HIGH double freeaspnetcockroachdb

Double Free in Aspnet with Cockroachdb

Scan for double free in aspnet

Double Free in Aspnet with Cockroachdb — how this specific combination creates or exposes the vulnerability

A Double Free occurs when a program attempts to free the same memory region more than once. In an Aspnet application that uses Cockroachdb as the backend data store, this typically arises not from Cockroachdb itself (which is a distributed SQL database), but from how the application manages database connections, command objects, or result sets in combination with unsafe resource handling patterns. If an Aspnet developer disposes or closes resources inconsistently—such as a SqlConnection or SqlCommand that proxies operations to Cockroachdb—while also relying on garbage collection or finalizers, the underlying memory can be released twice. This is especially risky when the application uses raw ADO.NET with Cockroachdb, passes references across layers, or manually manages objects that implement IDisposable without idempotent guards.

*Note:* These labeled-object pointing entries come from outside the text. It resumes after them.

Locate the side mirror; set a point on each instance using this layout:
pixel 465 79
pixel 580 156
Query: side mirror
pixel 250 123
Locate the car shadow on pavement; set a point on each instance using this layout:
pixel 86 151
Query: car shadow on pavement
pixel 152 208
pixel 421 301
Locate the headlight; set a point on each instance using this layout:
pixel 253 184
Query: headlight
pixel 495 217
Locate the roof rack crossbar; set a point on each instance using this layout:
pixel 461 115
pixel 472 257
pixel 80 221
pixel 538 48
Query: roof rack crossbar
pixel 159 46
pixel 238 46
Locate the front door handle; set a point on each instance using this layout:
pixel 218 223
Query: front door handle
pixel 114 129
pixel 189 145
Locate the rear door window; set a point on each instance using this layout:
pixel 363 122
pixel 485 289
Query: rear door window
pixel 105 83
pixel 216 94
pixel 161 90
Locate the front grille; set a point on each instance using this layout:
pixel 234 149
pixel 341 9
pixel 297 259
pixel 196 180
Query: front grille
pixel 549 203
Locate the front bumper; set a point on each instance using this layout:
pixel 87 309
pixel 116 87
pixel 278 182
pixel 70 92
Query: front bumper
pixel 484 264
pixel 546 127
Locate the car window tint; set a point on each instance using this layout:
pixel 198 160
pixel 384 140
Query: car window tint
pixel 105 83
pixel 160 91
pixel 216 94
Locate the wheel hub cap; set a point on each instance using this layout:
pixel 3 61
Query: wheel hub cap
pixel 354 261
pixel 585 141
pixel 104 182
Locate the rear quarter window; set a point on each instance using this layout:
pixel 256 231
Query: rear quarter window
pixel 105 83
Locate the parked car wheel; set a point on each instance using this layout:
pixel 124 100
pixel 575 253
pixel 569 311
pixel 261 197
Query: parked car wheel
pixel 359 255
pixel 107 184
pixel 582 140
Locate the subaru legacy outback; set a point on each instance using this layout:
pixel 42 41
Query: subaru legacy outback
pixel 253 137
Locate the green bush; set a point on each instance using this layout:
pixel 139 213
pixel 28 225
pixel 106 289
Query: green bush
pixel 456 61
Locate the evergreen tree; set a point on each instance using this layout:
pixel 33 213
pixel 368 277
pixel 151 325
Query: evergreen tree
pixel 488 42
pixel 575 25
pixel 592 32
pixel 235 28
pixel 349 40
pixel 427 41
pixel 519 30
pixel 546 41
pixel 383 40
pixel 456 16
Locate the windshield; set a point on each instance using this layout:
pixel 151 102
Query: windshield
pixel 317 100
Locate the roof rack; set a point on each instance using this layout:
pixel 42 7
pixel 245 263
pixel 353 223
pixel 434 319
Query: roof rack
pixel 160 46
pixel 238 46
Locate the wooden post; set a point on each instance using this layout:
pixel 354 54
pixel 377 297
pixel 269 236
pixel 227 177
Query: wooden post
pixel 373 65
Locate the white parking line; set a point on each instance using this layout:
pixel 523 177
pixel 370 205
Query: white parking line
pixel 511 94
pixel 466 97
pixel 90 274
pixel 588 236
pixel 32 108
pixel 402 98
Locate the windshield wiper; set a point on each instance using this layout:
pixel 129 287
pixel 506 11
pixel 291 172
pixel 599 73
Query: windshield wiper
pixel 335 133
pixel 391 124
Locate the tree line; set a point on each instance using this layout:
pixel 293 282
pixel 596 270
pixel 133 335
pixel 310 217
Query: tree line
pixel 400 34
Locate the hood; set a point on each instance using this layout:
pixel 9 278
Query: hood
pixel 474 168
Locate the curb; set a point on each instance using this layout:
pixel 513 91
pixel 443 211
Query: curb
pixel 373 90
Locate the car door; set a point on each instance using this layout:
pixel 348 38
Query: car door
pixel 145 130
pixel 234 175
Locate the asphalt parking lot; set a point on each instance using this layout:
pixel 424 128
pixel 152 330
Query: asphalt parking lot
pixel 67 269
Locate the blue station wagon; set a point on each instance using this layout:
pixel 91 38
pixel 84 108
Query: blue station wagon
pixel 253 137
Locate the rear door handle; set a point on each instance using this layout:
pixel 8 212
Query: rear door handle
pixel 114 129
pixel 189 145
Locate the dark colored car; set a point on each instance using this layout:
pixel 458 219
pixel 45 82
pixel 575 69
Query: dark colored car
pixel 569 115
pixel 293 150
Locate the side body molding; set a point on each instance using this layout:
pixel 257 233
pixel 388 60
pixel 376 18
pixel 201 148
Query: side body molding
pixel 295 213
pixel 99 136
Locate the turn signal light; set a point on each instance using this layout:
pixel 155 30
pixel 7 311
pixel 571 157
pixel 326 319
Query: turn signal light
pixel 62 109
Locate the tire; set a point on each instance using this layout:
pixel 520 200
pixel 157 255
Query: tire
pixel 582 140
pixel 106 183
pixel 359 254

When an Aspnet service connects to Cockroachdb using connection strings and performs queries, each operation allocates managed wrappers around network streams and authentication buffers. If an exception path or concurrent request triggers both explicit Dispose() and a finalizer on the same object, or if a caller caches and reuses a disposed command while another request disposes it, the runtime may attempt to release the same native memory twice. Because Cockroachdb drivers rely on secure TCP/TLS connections and buffer pools, a Double Free can corrupt heap metadata, leading to crashes or information leakage. The vulnerability is not in Cockroachdb’s wire protocol or storage engine, but in the Aspnet code that interacts with it—particularly when resource lifetimes are not deterministic or when error handling suppresses proper nulling of references after disposal.

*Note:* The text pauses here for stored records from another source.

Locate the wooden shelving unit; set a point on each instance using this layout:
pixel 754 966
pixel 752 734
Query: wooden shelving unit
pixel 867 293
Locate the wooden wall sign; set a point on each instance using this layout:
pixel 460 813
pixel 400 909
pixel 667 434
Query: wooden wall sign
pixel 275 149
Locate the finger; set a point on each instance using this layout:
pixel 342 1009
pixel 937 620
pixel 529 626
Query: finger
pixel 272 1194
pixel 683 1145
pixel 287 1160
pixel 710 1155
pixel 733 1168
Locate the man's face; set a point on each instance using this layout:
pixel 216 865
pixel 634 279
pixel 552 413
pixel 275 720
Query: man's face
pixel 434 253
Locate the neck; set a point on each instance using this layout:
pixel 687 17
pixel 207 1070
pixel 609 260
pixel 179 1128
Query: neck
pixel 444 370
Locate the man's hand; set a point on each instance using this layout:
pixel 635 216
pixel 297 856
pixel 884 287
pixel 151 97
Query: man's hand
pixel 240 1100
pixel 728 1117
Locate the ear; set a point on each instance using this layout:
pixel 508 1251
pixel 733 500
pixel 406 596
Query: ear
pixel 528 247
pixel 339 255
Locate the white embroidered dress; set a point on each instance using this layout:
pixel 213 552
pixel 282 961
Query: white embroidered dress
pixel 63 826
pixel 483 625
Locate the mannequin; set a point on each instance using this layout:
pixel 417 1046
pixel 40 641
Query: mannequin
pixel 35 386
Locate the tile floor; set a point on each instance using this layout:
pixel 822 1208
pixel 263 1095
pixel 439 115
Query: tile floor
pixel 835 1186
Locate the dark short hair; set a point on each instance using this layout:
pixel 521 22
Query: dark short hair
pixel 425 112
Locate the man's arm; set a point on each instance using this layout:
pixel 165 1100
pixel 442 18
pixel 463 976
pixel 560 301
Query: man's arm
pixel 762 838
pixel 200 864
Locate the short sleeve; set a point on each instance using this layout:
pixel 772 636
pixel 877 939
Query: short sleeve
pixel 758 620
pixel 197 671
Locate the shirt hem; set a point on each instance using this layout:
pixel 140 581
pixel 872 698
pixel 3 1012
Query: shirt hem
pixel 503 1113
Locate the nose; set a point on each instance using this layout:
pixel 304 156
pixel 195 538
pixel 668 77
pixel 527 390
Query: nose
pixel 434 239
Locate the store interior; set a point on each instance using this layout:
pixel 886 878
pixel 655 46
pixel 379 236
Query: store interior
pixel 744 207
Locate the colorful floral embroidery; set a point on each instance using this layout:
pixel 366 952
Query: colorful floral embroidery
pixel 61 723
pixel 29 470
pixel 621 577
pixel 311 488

Consider an Aspnet controller that opens a connection to Cockroachdb, executes a query, and then manually calls Dispose on a command while the connection’s own disposal logic also attempts to clean up the same command object. If the developer does not set the command reference to null after the first Dispose, subsequent garbage collection cycles may invoke finalizers that again attempt to free the same memory. This pattern is exacerbated when using async methods without proper await semantics or when exceptions bypass normal cleanup paths, leaving objects in a half-disposed state. A middleBrick scan can surface such risky patterns by correlating unauthenticated endpoint behavior with insecure resource management practices, highlighting findings mapped to OWASP API Top 10 and CWE-415 (Double Free).

Cockroachdb-Specific Remediation in Aspnet — concrete code fixes

To prevent Double Free issues in an Aspnet application using Cockroachdb, ensure that all database-related objects are disposed exactly once and that references are cleared after disposal. Use the using statement for SqlConnection and SqlCommand so that Dispose is called deterministically. Avoid caching command or connection instances across requests, and never reuse a disposed object. Implement idempotent cleanup in custom wrappers by guarding disposal with a boolean flag.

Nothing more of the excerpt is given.